The Cornea and Anterior Segment Service provides comprehensive ocular evaluations with special emphasis on the evaluation of cataracts and corneal problems. Special studies of the cornea may include specular microscopy, computerized topography, pachymetry and potential visual acuity testing which can often be performed during a single visit. The service is currently involved in the development of a new instrument that may allow for very early detection of cataracts and monitoring of their development. Other research interests include dry eye, blepharitis, and post-surgical inflammation.
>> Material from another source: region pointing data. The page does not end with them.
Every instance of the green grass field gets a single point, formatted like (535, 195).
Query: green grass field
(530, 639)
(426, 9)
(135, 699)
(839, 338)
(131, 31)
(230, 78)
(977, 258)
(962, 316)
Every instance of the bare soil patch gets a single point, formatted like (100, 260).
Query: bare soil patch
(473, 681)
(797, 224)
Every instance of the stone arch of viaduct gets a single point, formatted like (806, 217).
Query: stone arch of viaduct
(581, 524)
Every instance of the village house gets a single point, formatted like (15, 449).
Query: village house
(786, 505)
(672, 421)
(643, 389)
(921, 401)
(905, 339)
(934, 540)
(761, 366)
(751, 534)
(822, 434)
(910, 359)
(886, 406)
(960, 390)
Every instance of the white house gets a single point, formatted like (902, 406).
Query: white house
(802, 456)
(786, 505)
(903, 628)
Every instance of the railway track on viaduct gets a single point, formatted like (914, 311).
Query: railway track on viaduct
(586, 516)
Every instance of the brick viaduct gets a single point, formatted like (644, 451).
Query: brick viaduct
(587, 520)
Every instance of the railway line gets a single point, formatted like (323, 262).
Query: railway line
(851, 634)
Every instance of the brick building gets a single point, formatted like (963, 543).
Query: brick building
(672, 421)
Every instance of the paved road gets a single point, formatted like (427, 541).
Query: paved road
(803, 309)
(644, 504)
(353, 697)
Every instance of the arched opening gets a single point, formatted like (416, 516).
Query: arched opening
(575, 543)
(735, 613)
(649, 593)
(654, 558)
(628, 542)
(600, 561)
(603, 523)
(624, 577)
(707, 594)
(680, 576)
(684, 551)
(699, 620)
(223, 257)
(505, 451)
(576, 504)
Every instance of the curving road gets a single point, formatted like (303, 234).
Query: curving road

Cataract and corneal surgery is done as an outpatient. The preferred technique for cataract surgery is small incision phacoemulsification using a foldable lens. A bifocal intraocular lens can be inserted in many patients if so desired. However, it is very important to discuss the advantages and disadvantages of these lenses before proceeding with surgery. For those patients concerned about injections to numb the eye, a topical technique can be used to avoid these injections.

Corneal transplantation is also done on an outpatient basis. The patient does require frequent follow up visits for the first few months followed by less frequent visits over the next year. Corneal transplantation surgery does not heal as quickly as cataract surgery. Therefore, the time necessary to achieve the final best vision is very variable and is dependent on the original problem leading to the corneal transplant. Patients should expect a 6 to 12 month recovery following surgery. Some cases may need additional refractive procedures to correct post-operative astigmatism or other refractive errors.